EPFL (École polytechnique fédérale de Lausanne) founded on 2014 a no-profit organization called IGLUS (Innovative Governance of Large Urban Systems). The latter has always had the goal to help the bigger cities in the world to better understand the strengths and the weaknesses of the governance of their infrastructures with respect to the dimensions efficiency, sustainability and resilience. In order to comprehend what they consist in and in order to delve into the basic concepts, #EnergyCuE recommend to attend one of the following online FREE courses: Management of Urban Infrastructures and Management of Smart Urban Infrastructures.
After those, the IGLUS program could allow the participants to apply for the Executive Master that the organization arranges every year: a priceless opportunity for the people who want to perfect – or feed – their urban knowledge and not just that.
Starting from this point, we decided to write several articles on the pillars of the concept of Smart City, beginning from opinions and ideas of some of the IGLUS participants.
Second guest is another of IGLUS students: James Speirs. And we are going to talk about one of the topic of great interest in the field: the TRANSPORTS. We talked about ICT in the previous article.
What do you do exactly at the moment and why did you decide to attend IGLUS master programme?
I am based in Kuala Lumpur as a researcher. My focus is on pedestrian infrastructure as it relates to urban mobility and well-being. It is clear that many cities lack adequate pedestrian spaces and have become victims of the automobile. This is a crucial issue as it pertains to social equity and who has access to the city.
IGLUS provides an incredible opportunity to experience global cities and get an inside view as to how they are run. A city’s decision making is often opaque and inaccessible which is frustrating. IGLUS gets us inside the mechanisms which govern and shape a city. It allows us to see how different cities make choices.
What makes a city “SMART” in your personal opinion?
Green cities, social cities, sustainable cities, safe cities – these buzzwords establish a clear goal. They orientate us towards an aspiration. “Smart cities” does not give us an objective, it gives us a method. Having a technologically based city is not the goal – but technology can be how we achieve our goals.
I consider a city smart when it identifies the most pertinent issues and the best use of resources to address those concerns. Globally, I consider poverty to be the most pressing urban problem as millions of people are excluded from the basic services needed for a dignified life. When we leverage technology to assist the most vulnerable and build inclusive communities we are smart.
What do you think – according to your career – are the differences in the mobility sector between a “smart” and a “not-smart” metropolis?
Urban mobility is a central concern for cities. Policy makers need to identify what has worked and what has failed. Private mobility, especially the car, has created problems that will take decades to dismantle. Shared and active mobility are the only way to move millions of people efficiently. Investing in public transit, bike lanes, and pedestrian amenities make cities habitable. Highways, overpasses, and parking lots are the obvious antithesis.

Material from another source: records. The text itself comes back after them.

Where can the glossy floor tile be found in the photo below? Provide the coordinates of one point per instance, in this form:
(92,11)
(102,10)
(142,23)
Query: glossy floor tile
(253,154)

Yes, technology has a role to play but it is possible to have an organised and efficient transport network using technology from the 1950s. Land use planning, policy, and regulation lie at the heart of the issue. We need governments to take bold, and potentially unpopular, decisions to redirect our cities. Seoul’s Cheonggyecheon River and Seoullo 7017 projects provide brilliant examples: removing elevated highways through the centre of the city was a daring move that has vastly improved the city.
When we apply technology to transit we need to ensure that it is optimally used. Technology must be leveraged to augment the user experience. Ticketing systems need to be interoperable and integrated: commuters shouldn’t be penalised for changing between busses or modes. Comprehensive route planning apps helping people plan their trips are easy develop. Real time data on bus locations should be standard – if Uber can do it why can’t cities? Smart cities that encourage public transport and focus on improving residents’ lives will benefit the most. Researching and promoting private transport, regardless how “smart” or “green”, is a misallocation of resources.
Can you give to our readers a pragmatic example of “city’s smartness” that you think is valiant in the mobility sector?
One of the most exciting developments is the rise of dockless bike-sharing. Traditional bike-sharing depends on fixed locations which users must locate to access and return the bikes. Under the new model, users can find a bike via their smartphone and leave the bike anywhere. This is far more convenient.
Further, it allows incredible data to be generated. This information helps cities plan and roll out infrastructure in the areas it will serve the most people while avoiding developing infrastructure which will be underutilised.
There are of course problems which arise from such a disruptive industry. Just as Uber and AirBnB disrupted their respective industries, dockless bike-sharing pose new challenges. I lived in Beijing and regularly used the city’s excellent bike-sharing network. When I heard dockless bikes were being introduced I didn’t think they had a chance. When I visited Beijing in March, the city’s bikes and stations were being dismantled while thousands of colourful dockless bikes roamed the streets.
Regulation is crucial. Without it, bike-sharing companies flood the streets with bikes in an attempt to crowd out competitors. This is a far from optimum situation which clogs pavements and creates new problems. Careful policy, however, can ensure that the efficiency gains provided by this technology serve the city.